Und zum anderen ist da die Welt der Sterndeuter. Sie sind wagemutig und folgen einem Stern ins Ungewisse. Neugierig sind sie und ihr Herz ist voller Sehnsucht und Erwartung eines Größeren. Die Sterndeuter sind offen für das Heilige. Sie ahnen, nein: sie wissen, dass das wirkliche Leben nur der findet, der bereit ist, über sich selbst hinauszuwachsen. Ohne einem menschlichen Größenwahn zu verfallen, suchen sie nach einer Größe, die menschlicher werden lässt.

Da stoßen wirklich Welten aufeinander, wie sie verschiedener nicht sein können: die Welt des Herodes und die Welt der Sterndeuter. Die Welt dessen, dem es um nichts anderes geht als darum, seinen Machteinfluss zu vergrößern und die Welt derer, die staunen können über einen Stern, so weit weg, unerreichbar und dem sie doch mehr Vertrauen entgegenbringen als allen nüchternen Fakten dieser Welt.

Aber diese so grundverschiedenen Welten stoßen nicht nur im heutigen Evangelium aufeinander, dieser Aufprall ist kein rein historischer. Ein Cartoon der Süddeutschen Zeitung in dieser Woche fasste es schlicht und ebenso zynisch ins Bild: An einem Ende einer Zollbarriere stand allein ein sichtbar erkennbarer Politiker einer sogenannten christlichen Partei, die das C für christlich in ihrem Namen trägt, auf der anderen Seite standen die drei Sterndeuter, erkennbar an ihren Gaben Gold, Weihrauch und Myrrhe, die sie in den Händen trugen. Und unter dem Cartoon stand bissig: „Du mit dem Gold, du kannst rein“. Es ist wie im richtigen Leben: Zwei Welten stoßen aufeinander. Der Beispiele gäbe es noch viele, die diese Wahrheit belegen.

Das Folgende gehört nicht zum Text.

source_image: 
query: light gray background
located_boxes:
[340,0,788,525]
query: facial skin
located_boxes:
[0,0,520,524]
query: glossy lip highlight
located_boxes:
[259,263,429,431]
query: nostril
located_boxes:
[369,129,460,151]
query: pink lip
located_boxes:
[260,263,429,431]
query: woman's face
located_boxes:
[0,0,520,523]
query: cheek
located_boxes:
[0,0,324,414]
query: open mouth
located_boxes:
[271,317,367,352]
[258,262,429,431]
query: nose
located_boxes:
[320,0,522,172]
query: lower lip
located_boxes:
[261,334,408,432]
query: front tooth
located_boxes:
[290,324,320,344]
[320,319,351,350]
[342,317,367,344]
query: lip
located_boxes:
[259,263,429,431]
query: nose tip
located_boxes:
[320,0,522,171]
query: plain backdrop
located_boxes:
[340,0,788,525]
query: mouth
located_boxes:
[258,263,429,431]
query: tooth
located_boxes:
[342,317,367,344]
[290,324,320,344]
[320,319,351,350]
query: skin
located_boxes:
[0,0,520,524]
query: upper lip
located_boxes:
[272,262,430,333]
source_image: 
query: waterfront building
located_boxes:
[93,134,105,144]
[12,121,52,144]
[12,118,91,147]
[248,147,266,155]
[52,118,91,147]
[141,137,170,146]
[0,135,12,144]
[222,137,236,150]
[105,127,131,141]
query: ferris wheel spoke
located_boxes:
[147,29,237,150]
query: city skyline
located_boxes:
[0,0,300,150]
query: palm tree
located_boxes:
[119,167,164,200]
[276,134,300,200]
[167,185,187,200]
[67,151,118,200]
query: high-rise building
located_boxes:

Und wir – jede und jeder von uns – da mitten drin in diesem Weltgezerre. Wer von uns würde sich nicht gern mit den Sterndeutern identifizieren und zugleich müssen wir uns doch eingestehen, dass mindestens genau so viel Herodes in uns steckt? Die nackte Wirklichkeit holt uns immer wieder ein.

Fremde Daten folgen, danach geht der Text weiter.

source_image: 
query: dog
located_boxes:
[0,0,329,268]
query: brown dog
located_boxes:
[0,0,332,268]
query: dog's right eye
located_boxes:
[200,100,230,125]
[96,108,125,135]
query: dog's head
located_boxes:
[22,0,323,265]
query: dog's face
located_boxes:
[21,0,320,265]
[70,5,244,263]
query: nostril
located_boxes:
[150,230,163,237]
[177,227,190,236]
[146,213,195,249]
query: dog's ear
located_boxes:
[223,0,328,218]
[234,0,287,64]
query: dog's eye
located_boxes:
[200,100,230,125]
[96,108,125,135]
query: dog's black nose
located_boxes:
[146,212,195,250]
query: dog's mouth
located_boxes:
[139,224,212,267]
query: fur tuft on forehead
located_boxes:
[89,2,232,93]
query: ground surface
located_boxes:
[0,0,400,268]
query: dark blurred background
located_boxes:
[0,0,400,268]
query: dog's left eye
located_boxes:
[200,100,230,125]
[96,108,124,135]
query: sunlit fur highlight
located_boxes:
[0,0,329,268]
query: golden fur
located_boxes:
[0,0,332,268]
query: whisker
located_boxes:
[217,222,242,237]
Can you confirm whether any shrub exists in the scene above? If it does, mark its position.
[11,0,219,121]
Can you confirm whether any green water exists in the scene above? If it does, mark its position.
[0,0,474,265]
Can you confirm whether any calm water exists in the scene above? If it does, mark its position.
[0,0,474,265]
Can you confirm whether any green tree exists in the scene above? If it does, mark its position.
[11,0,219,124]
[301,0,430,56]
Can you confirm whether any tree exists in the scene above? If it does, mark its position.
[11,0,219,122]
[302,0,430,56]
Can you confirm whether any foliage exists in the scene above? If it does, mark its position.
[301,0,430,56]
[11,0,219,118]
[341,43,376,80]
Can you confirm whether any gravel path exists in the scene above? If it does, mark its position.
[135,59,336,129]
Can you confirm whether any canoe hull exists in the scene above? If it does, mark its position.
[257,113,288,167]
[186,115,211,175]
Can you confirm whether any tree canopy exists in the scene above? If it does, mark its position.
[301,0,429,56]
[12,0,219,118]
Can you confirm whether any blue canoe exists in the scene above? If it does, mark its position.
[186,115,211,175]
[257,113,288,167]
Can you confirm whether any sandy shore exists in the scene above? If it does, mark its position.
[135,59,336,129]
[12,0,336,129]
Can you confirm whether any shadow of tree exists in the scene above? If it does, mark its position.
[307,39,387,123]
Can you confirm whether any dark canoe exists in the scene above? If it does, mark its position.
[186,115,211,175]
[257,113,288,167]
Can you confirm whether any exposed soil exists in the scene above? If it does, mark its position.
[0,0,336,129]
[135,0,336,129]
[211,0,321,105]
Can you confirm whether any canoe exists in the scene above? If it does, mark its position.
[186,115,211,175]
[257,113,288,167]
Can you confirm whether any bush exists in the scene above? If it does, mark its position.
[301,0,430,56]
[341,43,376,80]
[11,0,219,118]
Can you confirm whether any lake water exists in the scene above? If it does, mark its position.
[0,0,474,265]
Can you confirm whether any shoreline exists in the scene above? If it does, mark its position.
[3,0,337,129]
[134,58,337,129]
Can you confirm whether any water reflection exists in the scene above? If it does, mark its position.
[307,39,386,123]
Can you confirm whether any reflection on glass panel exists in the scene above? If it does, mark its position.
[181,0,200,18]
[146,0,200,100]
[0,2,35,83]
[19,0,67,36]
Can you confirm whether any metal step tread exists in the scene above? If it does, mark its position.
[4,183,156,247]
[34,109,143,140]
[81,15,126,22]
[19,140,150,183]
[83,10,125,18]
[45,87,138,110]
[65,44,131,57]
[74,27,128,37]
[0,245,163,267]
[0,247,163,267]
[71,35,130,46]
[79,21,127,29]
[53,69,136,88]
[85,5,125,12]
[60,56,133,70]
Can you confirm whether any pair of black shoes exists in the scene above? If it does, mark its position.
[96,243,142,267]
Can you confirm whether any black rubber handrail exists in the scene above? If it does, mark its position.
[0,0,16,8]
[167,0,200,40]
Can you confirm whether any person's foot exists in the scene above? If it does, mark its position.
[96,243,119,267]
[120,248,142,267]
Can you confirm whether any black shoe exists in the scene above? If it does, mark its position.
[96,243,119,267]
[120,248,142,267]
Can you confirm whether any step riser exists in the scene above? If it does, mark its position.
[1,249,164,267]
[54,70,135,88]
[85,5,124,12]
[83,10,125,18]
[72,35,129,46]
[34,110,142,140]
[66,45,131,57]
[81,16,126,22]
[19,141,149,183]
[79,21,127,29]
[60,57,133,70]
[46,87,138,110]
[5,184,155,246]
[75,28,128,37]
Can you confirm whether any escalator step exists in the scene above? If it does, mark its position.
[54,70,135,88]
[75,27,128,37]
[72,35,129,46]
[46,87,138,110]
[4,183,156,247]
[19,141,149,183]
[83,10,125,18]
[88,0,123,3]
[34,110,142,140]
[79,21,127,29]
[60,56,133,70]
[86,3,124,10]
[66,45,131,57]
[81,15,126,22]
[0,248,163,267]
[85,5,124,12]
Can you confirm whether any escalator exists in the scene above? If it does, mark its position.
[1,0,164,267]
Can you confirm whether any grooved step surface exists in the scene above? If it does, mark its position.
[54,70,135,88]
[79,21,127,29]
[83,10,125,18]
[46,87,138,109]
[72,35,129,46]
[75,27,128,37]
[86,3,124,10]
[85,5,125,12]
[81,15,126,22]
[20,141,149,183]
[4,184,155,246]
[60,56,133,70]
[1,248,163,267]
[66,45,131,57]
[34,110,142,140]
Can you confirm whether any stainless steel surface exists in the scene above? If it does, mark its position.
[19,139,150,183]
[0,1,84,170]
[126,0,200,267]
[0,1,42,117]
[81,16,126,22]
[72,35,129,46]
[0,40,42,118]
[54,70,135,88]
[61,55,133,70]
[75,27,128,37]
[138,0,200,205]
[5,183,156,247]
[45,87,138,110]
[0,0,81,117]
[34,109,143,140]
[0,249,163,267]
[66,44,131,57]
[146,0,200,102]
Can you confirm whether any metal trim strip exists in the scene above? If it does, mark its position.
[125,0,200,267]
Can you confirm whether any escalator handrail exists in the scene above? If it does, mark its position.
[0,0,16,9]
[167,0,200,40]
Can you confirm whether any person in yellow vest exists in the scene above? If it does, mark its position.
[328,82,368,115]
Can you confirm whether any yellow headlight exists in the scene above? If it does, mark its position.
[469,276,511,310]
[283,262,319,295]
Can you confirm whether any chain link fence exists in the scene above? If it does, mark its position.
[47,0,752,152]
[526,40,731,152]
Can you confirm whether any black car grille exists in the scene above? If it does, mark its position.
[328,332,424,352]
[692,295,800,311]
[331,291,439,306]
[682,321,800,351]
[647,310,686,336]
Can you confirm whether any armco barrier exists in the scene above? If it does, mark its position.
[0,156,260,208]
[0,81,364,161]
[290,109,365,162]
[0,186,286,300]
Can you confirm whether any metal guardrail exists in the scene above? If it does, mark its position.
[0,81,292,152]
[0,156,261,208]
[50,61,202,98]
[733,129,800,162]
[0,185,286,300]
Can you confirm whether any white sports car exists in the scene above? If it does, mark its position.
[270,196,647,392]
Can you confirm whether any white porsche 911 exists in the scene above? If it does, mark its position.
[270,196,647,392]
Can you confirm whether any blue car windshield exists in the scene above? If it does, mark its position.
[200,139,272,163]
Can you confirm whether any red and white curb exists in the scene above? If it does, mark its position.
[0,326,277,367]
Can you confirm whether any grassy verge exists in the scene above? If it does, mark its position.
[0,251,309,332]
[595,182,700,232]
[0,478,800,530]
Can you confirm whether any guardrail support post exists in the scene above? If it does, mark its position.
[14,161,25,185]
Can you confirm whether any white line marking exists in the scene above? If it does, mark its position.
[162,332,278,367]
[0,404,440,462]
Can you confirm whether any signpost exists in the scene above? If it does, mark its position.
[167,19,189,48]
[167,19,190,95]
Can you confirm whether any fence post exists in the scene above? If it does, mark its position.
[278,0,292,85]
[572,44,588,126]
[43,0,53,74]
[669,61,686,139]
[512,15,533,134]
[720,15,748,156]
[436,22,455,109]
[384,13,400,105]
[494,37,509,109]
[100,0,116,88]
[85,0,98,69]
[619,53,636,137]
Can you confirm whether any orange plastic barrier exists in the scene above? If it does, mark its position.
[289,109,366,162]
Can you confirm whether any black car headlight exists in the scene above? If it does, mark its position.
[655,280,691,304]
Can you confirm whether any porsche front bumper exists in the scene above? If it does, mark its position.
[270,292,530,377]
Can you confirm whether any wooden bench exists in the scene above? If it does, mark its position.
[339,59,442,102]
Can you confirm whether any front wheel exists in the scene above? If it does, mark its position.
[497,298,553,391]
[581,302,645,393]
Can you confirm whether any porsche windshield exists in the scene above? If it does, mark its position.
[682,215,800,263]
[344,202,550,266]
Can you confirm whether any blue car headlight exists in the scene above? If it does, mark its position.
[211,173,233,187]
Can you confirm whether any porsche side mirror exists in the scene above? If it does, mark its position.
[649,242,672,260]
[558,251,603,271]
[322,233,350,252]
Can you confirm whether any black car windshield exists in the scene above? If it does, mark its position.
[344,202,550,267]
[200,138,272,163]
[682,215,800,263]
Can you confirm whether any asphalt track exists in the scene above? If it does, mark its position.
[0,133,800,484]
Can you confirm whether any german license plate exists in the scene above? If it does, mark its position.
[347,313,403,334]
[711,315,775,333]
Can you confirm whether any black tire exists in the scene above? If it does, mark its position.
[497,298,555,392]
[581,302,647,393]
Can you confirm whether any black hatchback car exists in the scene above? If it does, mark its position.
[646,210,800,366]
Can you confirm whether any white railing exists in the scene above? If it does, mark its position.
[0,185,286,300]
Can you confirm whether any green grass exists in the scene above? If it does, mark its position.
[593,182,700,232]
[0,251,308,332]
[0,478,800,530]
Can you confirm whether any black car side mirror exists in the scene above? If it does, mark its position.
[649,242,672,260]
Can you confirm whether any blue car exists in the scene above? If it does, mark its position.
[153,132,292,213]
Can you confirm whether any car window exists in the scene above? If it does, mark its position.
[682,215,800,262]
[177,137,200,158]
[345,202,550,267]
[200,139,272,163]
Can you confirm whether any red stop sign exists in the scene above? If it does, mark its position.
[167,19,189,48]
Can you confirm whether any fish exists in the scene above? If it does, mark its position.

Denn so liebend gern wir alle uns sicher mit den Sterndeutern identifizieren würden, so ein kleiner Herodes steckt doch auch in uns, wenn wir denn ehrlich sind vor uns selbst und voreinander.

Und noch eines müssen wir uns eingestehen: Die Existenz der Person des Herodes ist historisch belegt. Die Erzählung der Sterndeuter aus dem Morgenland dagegen nicht. Eine historische Geschichte der Angst, der eigenen Macht beraubt zu werden, steht eine geglaubte Geschichte der Hoffnung gegenüber, die dem Staunen und der Dankbarkeit Raum geben im Leben.

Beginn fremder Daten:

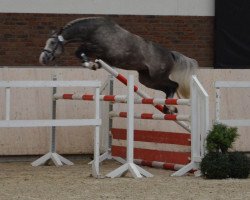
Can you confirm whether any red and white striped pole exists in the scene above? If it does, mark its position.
[54,94,190,105]
[109,112,190,121]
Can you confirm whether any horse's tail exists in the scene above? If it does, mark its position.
[169,51,198,98]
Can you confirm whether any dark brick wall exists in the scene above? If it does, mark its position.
[0,13,214,67]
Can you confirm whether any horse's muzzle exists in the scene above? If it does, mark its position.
[39,51,52,65]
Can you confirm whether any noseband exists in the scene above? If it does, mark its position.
[42,35,64,59]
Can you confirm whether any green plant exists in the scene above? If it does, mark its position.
[228,152,250,178]
[206,124,239,153]
[200,152,230,179]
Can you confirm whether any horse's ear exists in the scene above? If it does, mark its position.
[50,30,56,35]
[57,27,63,35]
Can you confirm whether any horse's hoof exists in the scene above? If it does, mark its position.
[163,105,178,114]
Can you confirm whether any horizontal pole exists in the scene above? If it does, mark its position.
[0,81,101,88]
[0,119,101,128]
[109,112,190,121]
[215,81,250,88]
[54,94,190,105]
[217,119,250,126]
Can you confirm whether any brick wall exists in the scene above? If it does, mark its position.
[0,13,214,67]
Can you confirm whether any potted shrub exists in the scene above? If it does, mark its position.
[200,124,250,179]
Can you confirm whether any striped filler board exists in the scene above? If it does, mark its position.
[111,128,191,165]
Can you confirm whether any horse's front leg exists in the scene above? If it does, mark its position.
[81,53,100,70]
[163,81,178,114]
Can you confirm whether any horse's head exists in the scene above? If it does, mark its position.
[39,33,64,65]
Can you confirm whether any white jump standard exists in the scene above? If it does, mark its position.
[106,75,153,178]
[0,81,101,178]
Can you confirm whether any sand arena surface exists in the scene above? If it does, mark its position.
[0,160,250,200]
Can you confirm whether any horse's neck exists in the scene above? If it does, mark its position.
[62,25,81,43]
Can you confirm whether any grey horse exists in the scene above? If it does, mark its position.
[39,17,198,112]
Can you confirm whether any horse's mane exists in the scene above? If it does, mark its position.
[60,17,101,33]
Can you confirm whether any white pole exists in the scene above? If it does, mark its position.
[5,87,10,120]
[92,87,100,178]
[127,75,134,163]
[215,88,221,122]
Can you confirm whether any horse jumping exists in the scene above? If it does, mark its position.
[39,17,198,113]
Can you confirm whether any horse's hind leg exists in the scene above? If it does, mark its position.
[138,70,178,114]
[163,80,179,114]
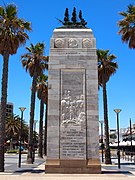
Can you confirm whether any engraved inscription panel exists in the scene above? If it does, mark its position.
[60,69,86,159]
[68,38,78,48]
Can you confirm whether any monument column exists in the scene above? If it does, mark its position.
[45,28,101,173]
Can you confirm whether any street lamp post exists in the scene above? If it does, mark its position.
[130,118,133,161]
[99,121,104,162]
[114,109,121,169]
[18,107,26,168]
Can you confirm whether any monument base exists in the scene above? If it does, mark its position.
[45,159,101,174]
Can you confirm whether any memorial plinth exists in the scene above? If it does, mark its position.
[45,29,101,173]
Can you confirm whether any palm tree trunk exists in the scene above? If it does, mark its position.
[103,78,112,164]
[0,53,9,172]
[44,103,48,156]
[38,99,44,158]
[27,75,37,164]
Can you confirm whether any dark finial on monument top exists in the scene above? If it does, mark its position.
[79,10,87,27]
[57,7,87,29]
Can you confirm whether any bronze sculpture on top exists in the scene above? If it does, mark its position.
[58,7,87,29]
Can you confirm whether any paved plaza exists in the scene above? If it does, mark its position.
[0,155,135,180]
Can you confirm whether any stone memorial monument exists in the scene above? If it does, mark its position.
[45,8,101,173]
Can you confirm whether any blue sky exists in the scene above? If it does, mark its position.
[0,0,135,132]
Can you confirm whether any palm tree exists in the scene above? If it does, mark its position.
[97,50,118,164]
[118,4,135,49]
[0,4,31,172]
[21,43,48,163]
[37,74,47,158]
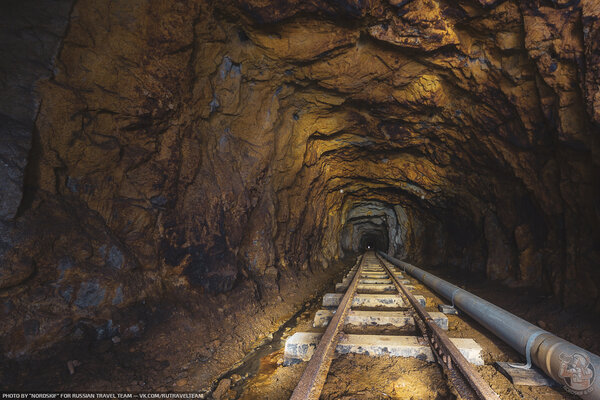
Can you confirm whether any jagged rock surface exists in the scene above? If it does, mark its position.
[0,0,600,390]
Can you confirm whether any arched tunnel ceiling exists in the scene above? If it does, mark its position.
[0,0,600,362]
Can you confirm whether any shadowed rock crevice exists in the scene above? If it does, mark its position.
[0,0,600,390]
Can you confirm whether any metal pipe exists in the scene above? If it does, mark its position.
[379,252,600,400]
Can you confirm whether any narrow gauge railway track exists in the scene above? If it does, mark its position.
[286,252,499,400]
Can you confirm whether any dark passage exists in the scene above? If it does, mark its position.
[0,0,600,399]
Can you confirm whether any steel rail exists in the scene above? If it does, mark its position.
[379,252,600,400]
[377,255,500,400]
[290,254,365,400]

Unser aller Leben nährt sich aus diesen beiden Quellen. In welche Richtung die Waagschale sich mehr neigt, das kann jede und jeder nur für sich selbst klären. Gewiss ist, dass wir in einer Welt leben, in der das Prinzip des Stärkeren gilt. Weltenbummler brauchen da schon viel Selbstbewusstsein, um nicht verloren zu gehen. Aber genau dieses Selbstbewusstsein nährt sich aus dem Geschenk der Heiligen Nacht. Das haben die drei Sterndeuter am eigenen Leib buchstäblich erfahren dürfen. Denn Gott offenbarte sich in der Welt des Herodes. In diese Welt kam er; in die Welt, in der ein Mächtiger so mir nichts dir nichts eine ganze Generation von Kindern töten konnte, in der Hoffnung, so auch das Kind zu töten, das ihm gefährlich werden könnte.

In diese Welt kommt Gott heute: In die Welt der Banken und Börsen, in die Welt der taktierenden Politikerinnen und Politiker, die Armutsflüchtlingen vorwerfen, dass sie arm sind und allen die Tür vor der Nase zuschlagen weil einer von ihnen vielleicht unser hochgelobtes Sozialsystem ausnutzen könnte. In die Welt der Weggucker und Duckmäuser kam er, die nur ihre Ruhe haben wollen In diese Welt kam er, in unsere Welt kam er. In unsere Welt kommt er heute, weil ihm diese konkrete Welt am Herzen liegt, nicht wegen der Banken und Börsen, sondern der Menschen wegen kommt er. Und wie er damals nach Bethlehem, der unbedeutendsten unter den führenden Städten von Juda, kam, so kommt er heute vielleicht nach Duisburg-Rheinhausen und eben nicht nach München, nach Chemnitz vielleicht und sicher nicht nach Berlin. Und die Drei Weisen, sie folgen ihrer Ahnung und gehen nach Bethlehem. Wenn wir unserer Ahnung folgen würden, wohin würden wir gehen? Die drei Sterndeuter folgen ihrer Ahnung und beten das Kind in Bethlehem an. Wen oder was beten wir an? Die drei Sterndeuter führen uns vor Augen, dass Anbetung kein Akt der Erniedrigung ist, sondern vielmehr ein Geschehen, das frei macht. Und so sind sie nicht der Aufforderung des Herodes gefolgt und haben ihm Bericht erstattet. Sie sind ihrer inneren Stimme gefolgt und auf einen anderen Weg heim gegangen. Wem alles sie dort begegnet sind, wird nicht erwähnt. Gewiss ist, dass sie Fremden begegnet sind, so wie sie selbst in Juda Fremde waren. Und ich bin überzeugt, es waren freundliche, wertschätzende, heilsame Begegnungen.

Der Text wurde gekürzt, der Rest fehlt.